Comme quoi, nous devons faire preuve de discernement dans
notre sursaut.
Après ce constat et sursaut, que faire ? Il faut définir et mettre en œuvre une méthode de valorisation de notre patrimoine historique et culturel à travers la dénomination de nos rues, places et édifices publics.
III. La définition d’une méthode de valorisation de notre
patrimoine historique et culturel
Il s’agit d’abord d’une tâche qui revient aux Maires et
faisant partie intégrante de leurs attribuions d’édiles. Et ils n’ont pas
besoin de l’autorisation du gouvernement pour accomplir cette tâche.
C’est pourquoi nous devons féliciter le Conseil Communal
de Savè d’avoir pris sa décision. Et nous devons continuer de le féliciter
parce que, en mettant sur pied un Comité, il nous indique la méthode.
En effet, la méthode que nous devons utiliser pour valoriser notre patrimoine historique et culturel est basée sur des Comités à la base, dans les Communes ; et une Commission Nationale au Sommet.

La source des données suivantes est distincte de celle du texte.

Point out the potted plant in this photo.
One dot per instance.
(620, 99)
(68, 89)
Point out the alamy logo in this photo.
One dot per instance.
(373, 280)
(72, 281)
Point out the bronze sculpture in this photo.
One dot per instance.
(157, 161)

1. Les Comités Communaux à la base
La Commune de Savè a mis sur pied un Comité composé:
D’élus, membres du Conseil Communal
De Chefs traditionnels, et
De détenteurs de la mémoire historique et de personnes ressources.
Chaque Commune doit se doter d’un Comité, composé comme à
Savè, dont le rôle est :
D’établir la liste des personnages historiques et des personnalités
célèbres, éligibles pour donner leurs noms à nos rues, places et
établissements.
D’indiquer les raisons qui motivent leurs choix.

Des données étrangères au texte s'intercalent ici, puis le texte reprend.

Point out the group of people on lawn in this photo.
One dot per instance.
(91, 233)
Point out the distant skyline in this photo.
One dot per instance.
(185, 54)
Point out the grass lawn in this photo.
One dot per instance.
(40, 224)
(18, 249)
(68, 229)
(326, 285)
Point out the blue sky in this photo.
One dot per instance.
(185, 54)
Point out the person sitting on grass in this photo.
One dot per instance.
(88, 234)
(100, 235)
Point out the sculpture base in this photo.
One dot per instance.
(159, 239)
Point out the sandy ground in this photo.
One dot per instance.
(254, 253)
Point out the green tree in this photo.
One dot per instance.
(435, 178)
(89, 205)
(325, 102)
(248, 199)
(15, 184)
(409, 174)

Comme vous pouvez le constater le rôle des Comités à la base est essentiel. C’est pourquoi chaque Commune doit veiller à composer son Comité avec précaution en veillant à y inclure toutes les personnes ressources de la localité.
2. Une Commission Nationale de Supervision
L’idéal serait que les Comités Communaux travaillent sous
la supervision d’une Commission Nationale composée d’historiens, de géographes,
de sociologues et de personnes ressources pour corriger, si nécessaire, les
choix faits à la base.
Mais il n’est pas nécessaire d’attendre l’installation de
la Commission Nationale pour commencer le travail. La Commune qui est prête,
comme c’est le cas de Savè, démarre le travail, quitte à ce que d’éventuelles
erreurs soient corrigées par la suite.
Mais quel est, concrètement, le travail à faire par les Comités?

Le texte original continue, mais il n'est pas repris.